Digital advertising has come a long way since 1994, when a gloriously simple banner ad graced the pages of HotWired.com and asked the world, “Have you ever clicked your mouse right here?” Over 40% of people actually did. Forty. Percent. If that number sounds fake in today’s world of algorithm fatigue and ad blindness, it’s because it basically is by today’s standards. That ad, courtesy of AT&T, was the digital equivalent of shouting into the void and getting a standing ovation.
Since then, the internet has been through more makeovers than a reality show contestant. I’ve been lucky enough to play a small but meaningful role in that transformation—specifically in creating ad campaigns for ProSiebenSat.1 PULS 4, one of the biggest broadcasting networks in the DACH region. It was more than just ad creation; it was a masterclass in how media, technology, and design collide. While crafting those campaigns, I dove headfirst into the world of code. What started with a few tweaks to banners soon spiraled into full-on obsession with HTML, CSS, and JavaScript. The more I learned, the more I realized that effective ads don’t just sell—they work, they flow, and they fit seamlessly into the user's journey. That was my gateway drug into UI/UX design.
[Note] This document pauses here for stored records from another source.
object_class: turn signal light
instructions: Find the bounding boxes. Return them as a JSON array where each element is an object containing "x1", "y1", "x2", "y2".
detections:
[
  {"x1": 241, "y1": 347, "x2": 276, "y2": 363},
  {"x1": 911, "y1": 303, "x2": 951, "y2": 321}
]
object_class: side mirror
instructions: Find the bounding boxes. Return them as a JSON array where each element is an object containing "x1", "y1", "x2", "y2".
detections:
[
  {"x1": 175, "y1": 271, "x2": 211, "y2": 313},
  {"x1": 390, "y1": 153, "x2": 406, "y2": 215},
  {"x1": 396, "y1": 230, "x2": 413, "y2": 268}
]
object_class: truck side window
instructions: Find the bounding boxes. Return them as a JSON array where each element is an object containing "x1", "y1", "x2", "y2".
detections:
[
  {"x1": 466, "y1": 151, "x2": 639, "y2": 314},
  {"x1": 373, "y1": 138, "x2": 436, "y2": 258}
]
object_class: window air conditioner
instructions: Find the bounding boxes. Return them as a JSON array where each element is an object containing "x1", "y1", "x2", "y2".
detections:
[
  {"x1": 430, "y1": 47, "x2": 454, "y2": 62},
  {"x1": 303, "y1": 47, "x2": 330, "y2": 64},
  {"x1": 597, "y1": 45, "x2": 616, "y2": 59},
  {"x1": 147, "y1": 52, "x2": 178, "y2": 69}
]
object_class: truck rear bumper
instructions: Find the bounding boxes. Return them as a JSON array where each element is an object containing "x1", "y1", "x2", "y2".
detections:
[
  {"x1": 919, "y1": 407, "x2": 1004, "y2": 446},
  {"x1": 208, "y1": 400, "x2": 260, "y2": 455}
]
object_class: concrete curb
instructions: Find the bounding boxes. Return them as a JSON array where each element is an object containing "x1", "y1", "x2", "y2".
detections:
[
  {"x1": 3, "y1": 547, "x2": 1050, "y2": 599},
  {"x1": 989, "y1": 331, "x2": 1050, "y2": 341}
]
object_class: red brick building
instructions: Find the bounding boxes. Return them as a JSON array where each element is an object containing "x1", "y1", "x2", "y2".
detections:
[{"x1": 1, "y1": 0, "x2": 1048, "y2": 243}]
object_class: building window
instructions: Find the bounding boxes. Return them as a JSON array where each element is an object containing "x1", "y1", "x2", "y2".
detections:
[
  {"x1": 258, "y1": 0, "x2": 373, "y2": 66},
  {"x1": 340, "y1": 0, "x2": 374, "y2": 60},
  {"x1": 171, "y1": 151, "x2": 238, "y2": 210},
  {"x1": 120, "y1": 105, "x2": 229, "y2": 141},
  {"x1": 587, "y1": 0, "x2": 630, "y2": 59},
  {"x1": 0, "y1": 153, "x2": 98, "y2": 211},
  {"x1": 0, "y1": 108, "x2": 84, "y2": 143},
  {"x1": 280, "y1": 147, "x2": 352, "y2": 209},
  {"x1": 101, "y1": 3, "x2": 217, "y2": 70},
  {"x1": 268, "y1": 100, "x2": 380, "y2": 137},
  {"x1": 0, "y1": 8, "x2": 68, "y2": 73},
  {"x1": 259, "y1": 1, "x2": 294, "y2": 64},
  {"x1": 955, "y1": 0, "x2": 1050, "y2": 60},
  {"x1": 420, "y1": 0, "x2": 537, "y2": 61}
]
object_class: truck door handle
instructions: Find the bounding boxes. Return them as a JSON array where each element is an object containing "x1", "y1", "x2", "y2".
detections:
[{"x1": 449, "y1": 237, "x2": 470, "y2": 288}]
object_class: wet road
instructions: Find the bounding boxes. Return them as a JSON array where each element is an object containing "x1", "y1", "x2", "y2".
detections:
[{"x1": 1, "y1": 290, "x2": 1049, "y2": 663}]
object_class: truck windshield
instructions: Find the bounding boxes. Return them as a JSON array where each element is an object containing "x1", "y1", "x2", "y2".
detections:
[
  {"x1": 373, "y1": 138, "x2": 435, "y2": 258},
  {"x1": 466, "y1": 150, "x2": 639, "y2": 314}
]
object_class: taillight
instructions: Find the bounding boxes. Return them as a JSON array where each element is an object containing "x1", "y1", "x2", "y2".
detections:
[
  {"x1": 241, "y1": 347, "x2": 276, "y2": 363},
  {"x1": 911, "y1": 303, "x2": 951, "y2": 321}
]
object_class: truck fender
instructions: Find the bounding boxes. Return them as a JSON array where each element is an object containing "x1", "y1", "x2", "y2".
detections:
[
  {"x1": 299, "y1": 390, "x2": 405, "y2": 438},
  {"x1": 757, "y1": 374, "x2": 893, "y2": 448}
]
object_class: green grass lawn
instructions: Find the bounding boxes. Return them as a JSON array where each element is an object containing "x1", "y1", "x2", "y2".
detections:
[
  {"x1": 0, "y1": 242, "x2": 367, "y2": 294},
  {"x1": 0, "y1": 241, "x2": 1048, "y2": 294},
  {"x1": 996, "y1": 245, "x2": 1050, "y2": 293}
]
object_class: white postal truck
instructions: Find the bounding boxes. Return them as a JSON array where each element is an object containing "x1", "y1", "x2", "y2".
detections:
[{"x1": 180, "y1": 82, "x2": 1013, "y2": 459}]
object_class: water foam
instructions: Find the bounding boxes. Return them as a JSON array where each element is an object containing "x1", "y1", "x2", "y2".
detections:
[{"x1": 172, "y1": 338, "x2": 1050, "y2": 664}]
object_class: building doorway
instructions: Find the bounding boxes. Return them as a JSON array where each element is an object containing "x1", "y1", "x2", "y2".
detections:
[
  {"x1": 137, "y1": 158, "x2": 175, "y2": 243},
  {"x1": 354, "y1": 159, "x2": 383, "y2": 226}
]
Back in the early 2000s, digital ads were loud, flashy, and borderline obnoxious. Pop-ups and neon GIFs were fighting for your attention like kids at a birthday party on too much sugar. The industry learned the hard way that attention doesn't equal engagement, and ad blockers became every user’s best friend. But then came the quiet revolution: Google AdWords. Suddenly, ads were no longer screaming in the middle of the room—they were whispering exactly what you wanted to hear, right when you were looking for it. That shift to intent-based advertising was a huge leap forward.
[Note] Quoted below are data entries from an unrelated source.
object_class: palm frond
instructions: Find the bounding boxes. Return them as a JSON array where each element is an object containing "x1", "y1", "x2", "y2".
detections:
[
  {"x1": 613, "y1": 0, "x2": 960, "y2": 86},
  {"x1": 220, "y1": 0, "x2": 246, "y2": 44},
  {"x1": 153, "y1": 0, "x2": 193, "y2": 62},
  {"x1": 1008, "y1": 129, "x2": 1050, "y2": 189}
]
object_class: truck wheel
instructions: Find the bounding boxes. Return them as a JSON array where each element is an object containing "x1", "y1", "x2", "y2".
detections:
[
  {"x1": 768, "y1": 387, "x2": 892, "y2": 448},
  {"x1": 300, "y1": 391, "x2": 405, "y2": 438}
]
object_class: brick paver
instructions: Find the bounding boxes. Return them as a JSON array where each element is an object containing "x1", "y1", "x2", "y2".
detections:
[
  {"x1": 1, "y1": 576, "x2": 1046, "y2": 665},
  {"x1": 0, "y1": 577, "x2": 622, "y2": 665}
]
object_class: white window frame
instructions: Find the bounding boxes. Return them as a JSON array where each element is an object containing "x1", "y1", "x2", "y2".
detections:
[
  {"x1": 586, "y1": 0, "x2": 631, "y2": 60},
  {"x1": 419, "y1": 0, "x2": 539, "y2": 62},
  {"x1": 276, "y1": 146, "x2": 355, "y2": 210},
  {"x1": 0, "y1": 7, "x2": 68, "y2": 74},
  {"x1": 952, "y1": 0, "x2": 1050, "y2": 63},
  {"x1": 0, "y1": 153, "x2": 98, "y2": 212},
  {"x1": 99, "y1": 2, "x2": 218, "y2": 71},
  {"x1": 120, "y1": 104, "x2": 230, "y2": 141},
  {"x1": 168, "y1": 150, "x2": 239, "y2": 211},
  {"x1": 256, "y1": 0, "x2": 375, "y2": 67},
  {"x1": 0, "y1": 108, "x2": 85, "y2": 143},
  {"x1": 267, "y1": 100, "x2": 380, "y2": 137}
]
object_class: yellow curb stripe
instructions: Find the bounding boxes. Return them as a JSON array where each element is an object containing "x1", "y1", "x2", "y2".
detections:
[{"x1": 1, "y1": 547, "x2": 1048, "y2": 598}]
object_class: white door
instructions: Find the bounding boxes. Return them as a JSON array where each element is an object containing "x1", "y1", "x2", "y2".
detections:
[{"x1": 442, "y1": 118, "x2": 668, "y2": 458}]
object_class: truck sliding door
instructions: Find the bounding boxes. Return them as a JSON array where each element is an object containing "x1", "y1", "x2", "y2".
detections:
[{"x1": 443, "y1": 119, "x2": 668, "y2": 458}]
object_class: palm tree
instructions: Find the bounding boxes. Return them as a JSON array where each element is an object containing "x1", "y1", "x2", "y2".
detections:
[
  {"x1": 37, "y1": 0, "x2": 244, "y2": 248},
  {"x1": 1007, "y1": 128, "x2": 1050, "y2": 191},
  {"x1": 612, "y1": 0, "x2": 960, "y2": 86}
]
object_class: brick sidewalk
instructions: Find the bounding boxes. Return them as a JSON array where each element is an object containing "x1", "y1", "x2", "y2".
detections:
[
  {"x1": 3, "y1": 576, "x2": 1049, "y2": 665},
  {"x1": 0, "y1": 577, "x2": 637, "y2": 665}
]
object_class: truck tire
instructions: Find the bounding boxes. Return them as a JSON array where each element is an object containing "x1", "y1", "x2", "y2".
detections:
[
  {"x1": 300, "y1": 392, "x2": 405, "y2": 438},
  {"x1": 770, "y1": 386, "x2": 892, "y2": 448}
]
Then social media entered the scene and changed the game again. Facebook, Instagram, Twitter—they turned ads into content that looked like it belonged, not like it was crashing the party. These platforms knew more about you than your closest friends, and advertisers loved them for it. It became possible to speak to a very specific someone, not just a faceless crowd. Precision replaced volume.
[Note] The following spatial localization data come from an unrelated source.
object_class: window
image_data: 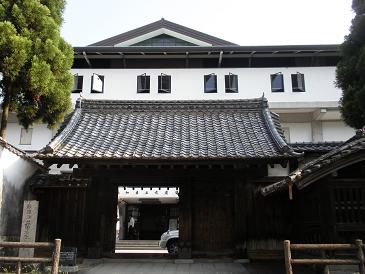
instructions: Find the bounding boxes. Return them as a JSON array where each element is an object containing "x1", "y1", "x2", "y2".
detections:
[
  {"x1": 333, "y1": 187, "x2": 365, "y2": 224},
  {"x1": 137, "y1": 74, "x2": 150, "y2": 93},
  {"x1": 204, "y1": 74, "x2": 217, "y2": 93},
  {"x1": 292, "y1": 73, "x2": 306, "y2": 92},
  {"x1": 71, "y1": 74, "x2": 83, "y2": 93},
  {"x1": 158, "y1": 74, "x2": 171, "y2": 93},
  {"x1": 271, "y1": 73, "x2": 284, "y2": 92},
  {"x1": 91, "y1": 73, "x2": 104, "y2": 93},
  {"x1": 20, "y1": 128, "x2": 33, "y2": 145},
  {"x1": 225, "y1": 73, "x2": 238, "y2": 93}
]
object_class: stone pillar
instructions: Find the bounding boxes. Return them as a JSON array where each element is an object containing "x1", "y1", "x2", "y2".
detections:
[
  {"x1": 178, "y1": 181, "x2": 192, "y2": 259},
  {"x1": 19, "y1": 200, "x2": 39, "y2": 257}
]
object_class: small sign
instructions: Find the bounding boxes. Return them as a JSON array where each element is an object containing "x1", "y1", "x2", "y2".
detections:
[
  {"x1": 60, "y1": 247, "x2": 77, "y2": 266},
  {"x1": 19, "y1": 200, "x2": 39, "y2": 257}
]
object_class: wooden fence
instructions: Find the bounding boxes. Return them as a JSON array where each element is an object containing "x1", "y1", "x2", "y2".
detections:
[
  {"x1": 0, "y1": 239, "x2": 61, "y2": 274},
  {"x1": 284, "y1": 239, "x2": 365, "y2": 274}
]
And then we all went mobile. Designing for smaller screens wasn't just a technical challenge; it was a creative one. You had to think about how an ad feels in someone’s hand, not just how it looks. That's when responsive design became more than a buzzword—it became a necessity. And with mobile came new opportunities: location-based targeting, swipeable stories, vertical video. Creativity and code had to work in perfect harmony, and that’s exactly the kind of space I love to work in.
Today, the digital ad world is slick, fast, and smarter than ever. Algorithms decide which ad goes where in a millisecond. AI tweaks layouts and headlines based on who’s looking. Programmatic ads are buying and selling themselves like a stock exchange on caffeine. Video reigns supreme—on YouTube, TikTok, Reels, even on your smart TV through CTV and OTT platforms. It’s like television and digital ads had a baby, and it's binging Netflix with you.
Of course, not everything is flashy. Privacy concerns have entered the chat, and rightly so. GDPR, CCPA, Apple’s anti-tracking updates—these shifts have made advertisers rethink everything. We've gone from tracking people across the web like digital detectives to asking, “Hey, would you maybe like to see something cool?” Contextual ads and first-party data strategies are the new frontier—less creepy, more clever. That’s a shift I’m fully behind.
What I’ve learned through all this is simple: good advertising doesn’t interrupt, it integrates. It doesn’t chase attention; it earns it. My job—whether I’m building a UI or designing the flow of an ad—is to make sure the user experience feels effortless and engaging, not invasive. That’s where design meets intention. That’s where clicks actually happen.
And that’s the kind of work I love to do.